Source: International Plant Nutrition Institute

As corn growers prepare to supplement their pre-plant programs with side-dressed N, an understand­ing of several important points may help improve the efficiency of crop response and N uptake.



  • Prior to the 6th or 7th leaf (~25 to 30 days after emergence, or V6-V7), corn roots tend to grow nearly paral­lel to the soil surface, and in well-drained soils, more than 70 percent of the roots may be present in the top 10 in. Nitrogen shortage at this time can reduce the number of kernel rows on the ear.

  • By 7 to 8 weeks after emergence (after V12), roots extend completely to the row middle and 4 ft. below the base of the corn stalk.

  • Research on sandy, irrigated soils has shown consistently higher corn yields with side-dress applications than with N applied before planting.

  • About 40 to 50 percent of the total N uptake usually occurs after tasseling (VT), but uptake accelerates rapidly be­tween V8 and V10 (~30 to 40 days after emergence). Any limitation of root activity and nutrient uptake dur­ing this critical period can seriously short-change growth (e.g. leaf area expansion) and cause yield losses (especially the number of kernels along the length of the ear).

  • In many systems, applying N to alternating row middles has proven as efficient as application to each row middle — provided that soil compaction, leaching, and water-logging are not limiting effective N use in the ap­plication row middle.

  • Placing urea-containing products (e.g. urea, urea-ammonium nitrate solutions) into the soil, beneath surface residues, helps minimize the gaseous loss (volatilization) of ammonia from urea-containing N fertilizers. Yield benefits of 8 percent or more compared to broadcast or surface dribble applications have been measured in research.

Many farmers strive to place side-dressed N near the actively-feeding roots of young plants, especially where plants have not achieved much top growth. Where plants may be 14 to 16 in. tall (i.e. after V6-V7), place­ment of N mid-way between rows should be adequate. All too often, in an effort to stimulate greater root uptake, application rigs get within 6 to 8 in. of the corn stalks. This "too-close-to-the-row" application may be injuring roots and taking a toll on plant vigor ... and yield. When making side-dress N applications, unnecessary root injury can be avoided by spacing application knives or coulters closer to the centers between rows.

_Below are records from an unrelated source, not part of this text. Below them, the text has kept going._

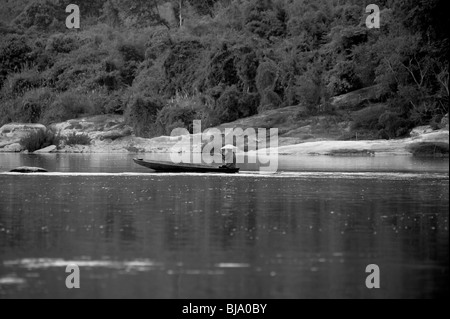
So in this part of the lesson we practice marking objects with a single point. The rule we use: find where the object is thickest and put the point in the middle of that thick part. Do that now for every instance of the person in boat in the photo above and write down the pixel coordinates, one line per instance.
(229, 156)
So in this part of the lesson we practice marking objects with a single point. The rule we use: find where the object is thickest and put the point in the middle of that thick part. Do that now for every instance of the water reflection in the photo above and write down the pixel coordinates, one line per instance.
(175, 236)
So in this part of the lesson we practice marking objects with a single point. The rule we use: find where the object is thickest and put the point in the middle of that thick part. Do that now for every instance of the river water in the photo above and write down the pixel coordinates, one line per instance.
(308, 231)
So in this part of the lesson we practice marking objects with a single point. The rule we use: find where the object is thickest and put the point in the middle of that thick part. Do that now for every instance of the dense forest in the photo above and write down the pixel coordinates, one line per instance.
(164, 63)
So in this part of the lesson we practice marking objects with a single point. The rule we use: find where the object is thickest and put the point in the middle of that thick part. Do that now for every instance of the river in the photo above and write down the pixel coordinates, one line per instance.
(308, 231)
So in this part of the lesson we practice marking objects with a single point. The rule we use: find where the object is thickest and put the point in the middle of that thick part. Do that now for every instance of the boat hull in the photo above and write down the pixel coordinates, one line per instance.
(183, 167)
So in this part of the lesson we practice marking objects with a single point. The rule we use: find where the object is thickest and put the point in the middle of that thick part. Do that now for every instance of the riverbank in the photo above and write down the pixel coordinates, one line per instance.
(110, 134)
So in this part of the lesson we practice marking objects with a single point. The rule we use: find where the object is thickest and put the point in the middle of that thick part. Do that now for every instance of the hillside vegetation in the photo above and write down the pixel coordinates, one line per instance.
(163, 64)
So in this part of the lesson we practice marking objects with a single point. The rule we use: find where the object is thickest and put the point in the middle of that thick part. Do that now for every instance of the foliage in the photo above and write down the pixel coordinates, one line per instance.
(141, 114)
(228, 59)
(39, 139)
(66, 106)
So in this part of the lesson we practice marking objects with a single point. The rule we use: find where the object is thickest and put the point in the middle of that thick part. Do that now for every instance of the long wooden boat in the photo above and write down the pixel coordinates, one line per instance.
(183, 167)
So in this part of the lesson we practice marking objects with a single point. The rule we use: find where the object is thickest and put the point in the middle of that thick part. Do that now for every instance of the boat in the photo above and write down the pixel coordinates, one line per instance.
(169, 167)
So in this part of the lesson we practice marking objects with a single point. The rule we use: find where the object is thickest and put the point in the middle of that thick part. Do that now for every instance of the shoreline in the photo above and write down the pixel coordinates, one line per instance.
(111, 135)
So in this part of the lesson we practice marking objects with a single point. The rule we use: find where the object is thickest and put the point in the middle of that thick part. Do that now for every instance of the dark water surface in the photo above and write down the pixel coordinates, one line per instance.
(299, 234)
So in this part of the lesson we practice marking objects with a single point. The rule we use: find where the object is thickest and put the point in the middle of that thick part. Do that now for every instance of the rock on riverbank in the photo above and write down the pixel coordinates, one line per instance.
(111, 134)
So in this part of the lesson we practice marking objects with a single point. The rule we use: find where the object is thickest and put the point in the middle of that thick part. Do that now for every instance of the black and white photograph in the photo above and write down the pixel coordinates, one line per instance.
(224, 154)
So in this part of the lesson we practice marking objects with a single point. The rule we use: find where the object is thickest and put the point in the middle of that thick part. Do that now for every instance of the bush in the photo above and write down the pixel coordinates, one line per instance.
(78, 139)
(428, 149)
(67, 106)
(368, 118)
(39, 139)
(141, 114)
(61, 43)
(233, 105)
(393, 125)
(39, 14)
(14, 55)
(33, 105)
(171, 117)
(19, 83)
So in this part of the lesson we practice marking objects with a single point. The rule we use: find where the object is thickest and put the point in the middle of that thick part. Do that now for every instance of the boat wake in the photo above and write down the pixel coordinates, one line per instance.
(250, 174)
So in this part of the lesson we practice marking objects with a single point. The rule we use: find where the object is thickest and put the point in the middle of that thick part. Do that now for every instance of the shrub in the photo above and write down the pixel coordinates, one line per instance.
(171, 117)
(429, 149)
(61, 43)
(14, 54)
(19, 83)
(33, 105)
(368, 118)
(78, 139)
(393, 125)
(67, 106)
(141, 113)
(39, 139)
(233, 105)
(40, 14)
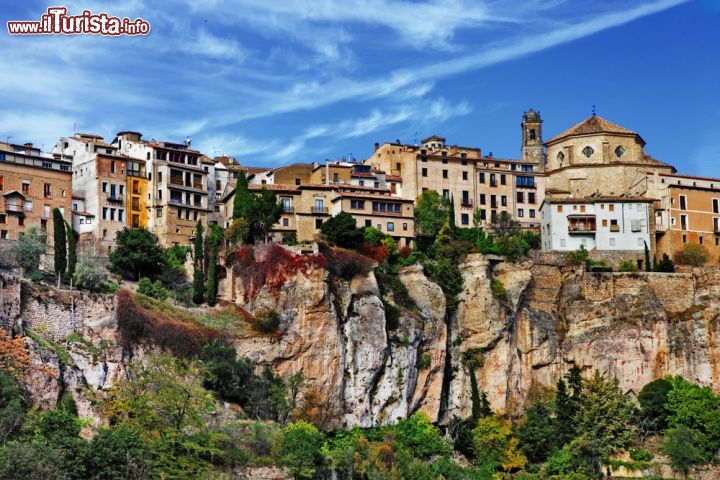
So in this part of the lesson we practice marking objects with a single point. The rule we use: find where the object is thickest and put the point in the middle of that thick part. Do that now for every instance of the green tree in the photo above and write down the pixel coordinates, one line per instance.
(72, 237)
(137, 254)
(299, 449)
(29, 247)
(342, 231)
(604, 421)
(90, 274)
(495, 446)
(198, 261)
(538, 439)
(698, 409)
(680, 445)
(266, 211)
(431, 213)
(242, 200)
(60, 244)
(216, 236)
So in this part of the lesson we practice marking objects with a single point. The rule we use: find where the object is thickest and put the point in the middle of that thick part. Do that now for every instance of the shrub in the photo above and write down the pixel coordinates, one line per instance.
(267, 321)
(152, 289)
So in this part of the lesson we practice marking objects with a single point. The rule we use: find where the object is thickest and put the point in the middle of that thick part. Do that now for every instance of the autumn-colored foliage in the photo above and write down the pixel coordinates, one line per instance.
(181, 337)
(271, 265)
(14, 357)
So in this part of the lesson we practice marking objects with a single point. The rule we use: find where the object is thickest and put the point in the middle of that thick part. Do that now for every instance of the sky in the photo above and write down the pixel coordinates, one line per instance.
(281, 81)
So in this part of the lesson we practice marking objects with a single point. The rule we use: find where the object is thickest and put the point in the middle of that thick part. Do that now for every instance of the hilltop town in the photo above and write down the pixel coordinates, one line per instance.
(593, 185)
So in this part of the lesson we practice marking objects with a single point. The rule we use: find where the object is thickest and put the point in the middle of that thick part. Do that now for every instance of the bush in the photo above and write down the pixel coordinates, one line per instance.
(152, 289)
(267, 321)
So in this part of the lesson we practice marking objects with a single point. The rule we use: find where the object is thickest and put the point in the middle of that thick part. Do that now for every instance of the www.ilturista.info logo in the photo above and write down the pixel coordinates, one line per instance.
(57, 22)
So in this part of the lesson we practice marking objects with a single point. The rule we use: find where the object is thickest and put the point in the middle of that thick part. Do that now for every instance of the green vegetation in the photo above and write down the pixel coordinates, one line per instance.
(29, 247)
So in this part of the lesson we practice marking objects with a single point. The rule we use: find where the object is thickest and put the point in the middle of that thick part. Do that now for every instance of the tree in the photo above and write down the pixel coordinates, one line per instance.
(342, 231)
(604, 421)
(198, 261)
(495, 446)
(59, 241)
(91, 275)
(214, 240)
(72, 249)
(432, 211)
(681, 446)
(29, 247)
(299, 449)
(692, 254)
(242, 200)
(266, 211)
(137, 254)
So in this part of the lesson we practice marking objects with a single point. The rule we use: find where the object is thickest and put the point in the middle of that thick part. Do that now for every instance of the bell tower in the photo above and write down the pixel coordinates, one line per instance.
(533, 150)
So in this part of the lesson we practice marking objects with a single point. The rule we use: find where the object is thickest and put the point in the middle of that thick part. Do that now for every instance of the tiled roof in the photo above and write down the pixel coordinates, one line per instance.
(593, 125)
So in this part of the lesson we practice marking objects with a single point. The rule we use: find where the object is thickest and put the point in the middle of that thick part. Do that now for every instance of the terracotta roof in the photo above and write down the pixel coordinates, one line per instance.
(593, 125)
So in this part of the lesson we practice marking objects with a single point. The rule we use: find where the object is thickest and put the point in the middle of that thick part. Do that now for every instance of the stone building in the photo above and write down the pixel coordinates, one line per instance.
(177, 191)
(32, 185)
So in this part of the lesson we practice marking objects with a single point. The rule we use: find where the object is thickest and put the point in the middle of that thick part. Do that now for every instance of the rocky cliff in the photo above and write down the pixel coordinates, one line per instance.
(545, 318)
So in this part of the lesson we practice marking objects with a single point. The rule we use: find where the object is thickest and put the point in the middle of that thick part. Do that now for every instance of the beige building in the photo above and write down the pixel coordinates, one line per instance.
(32, 184)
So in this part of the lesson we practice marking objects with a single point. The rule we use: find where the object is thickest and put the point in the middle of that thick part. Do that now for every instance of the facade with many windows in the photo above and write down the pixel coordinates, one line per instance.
(32, 185)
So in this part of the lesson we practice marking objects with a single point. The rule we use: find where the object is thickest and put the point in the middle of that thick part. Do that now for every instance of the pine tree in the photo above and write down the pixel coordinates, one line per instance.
(198, 276)
(59, 244)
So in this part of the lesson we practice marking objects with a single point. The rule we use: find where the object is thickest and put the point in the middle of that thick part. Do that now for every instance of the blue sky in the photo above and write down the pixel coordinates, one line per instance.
(277, 82)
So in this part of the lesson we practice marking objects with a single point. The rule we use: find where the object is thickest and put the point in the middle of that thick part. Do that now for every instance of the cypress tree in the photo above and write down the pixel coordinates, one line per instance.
(59, 241)
(198, 276)
(72, 253)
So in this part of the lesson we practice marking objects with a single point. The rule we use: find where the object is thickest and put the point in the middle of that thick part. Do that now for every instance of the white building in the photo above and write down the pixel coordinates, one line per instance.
(604, 223)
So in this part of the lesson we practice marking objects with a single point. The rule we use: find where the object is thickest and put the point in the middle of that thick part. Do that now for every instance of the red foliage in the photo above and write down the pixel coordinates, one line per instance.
(379, 253)
(137, 325)
(271, 265)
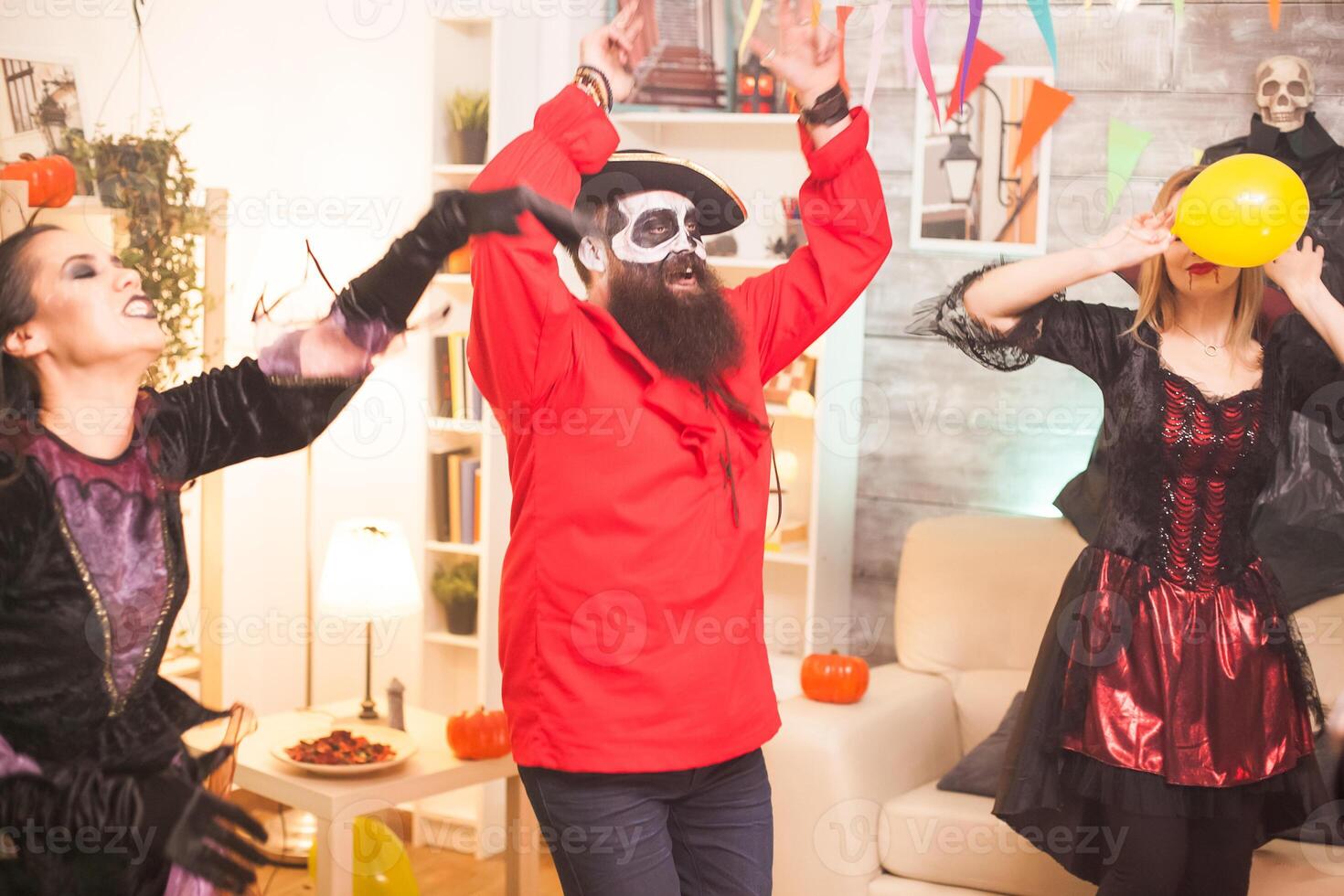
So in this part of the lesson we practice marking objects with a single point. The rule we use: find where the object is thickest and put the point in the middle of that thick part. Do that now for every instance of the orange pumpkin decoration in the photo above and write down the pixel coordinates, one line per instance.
(479, 735)
(834, 677)
(51, 180)
(460, 261)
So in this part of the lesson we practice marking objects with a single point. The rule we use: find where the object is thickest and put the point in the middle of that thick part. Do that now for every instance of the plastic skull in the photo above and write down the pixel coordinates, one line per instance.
(1284, 91)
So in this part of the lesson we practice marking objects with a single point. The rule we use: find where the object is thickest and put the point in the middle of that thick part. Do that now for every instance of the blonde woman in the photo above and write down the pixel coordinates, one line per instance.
(1169, 718)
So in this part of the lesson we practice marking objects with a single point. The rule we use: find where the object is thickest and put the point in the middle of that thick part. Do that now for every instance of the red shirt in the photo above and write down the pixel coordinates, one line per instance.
(631, 606)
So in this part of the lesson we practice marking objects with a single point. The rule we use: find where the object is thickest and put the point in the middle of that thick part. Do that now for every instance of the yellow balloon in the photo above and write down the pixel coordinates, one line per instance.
(382, 867)
(1243, 211)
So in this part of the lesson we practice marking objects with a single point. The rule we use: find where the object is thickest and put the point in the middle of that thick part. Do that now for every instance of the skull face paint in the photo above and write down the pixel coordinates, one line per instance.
(657, 223)
(1284, 91)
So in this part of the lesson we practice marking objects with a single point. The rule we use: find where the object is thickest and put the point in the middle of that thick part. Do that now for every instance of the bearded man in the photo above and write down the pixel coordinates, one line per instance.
(631, 610)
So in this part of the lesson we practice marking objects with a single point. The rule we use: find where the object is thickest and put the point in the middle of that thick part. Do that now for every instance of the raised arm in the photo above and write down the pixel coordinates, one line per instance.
(522, 311)
(1313, 352)
(283, 400)
(844, 214)
(1006, 293)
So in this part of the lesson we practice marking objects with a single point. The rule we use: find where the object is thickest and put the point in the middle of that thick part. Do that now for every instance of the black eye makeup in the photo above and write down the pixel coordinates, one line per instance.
(654, 228)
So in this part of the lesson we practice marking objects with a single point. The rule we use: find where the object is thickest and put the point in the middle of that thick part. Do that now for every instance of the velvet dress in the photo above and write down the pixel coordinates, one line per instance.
(93, 571)
(1169, 680)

With increased N costs, reports of some regional supply/distribution challenges affecting access to N sources, early-season crop stresses ... and the current opportunities to capture desirable corn market prices ... can one risk impairing nutrient and water uptake by allowing unnecessary root injury and root pruning by N application equipment? Growers should adjust the spacing of coulters and knives on N applicators before side-dressing this season to improve N use efficiency and effectiveness.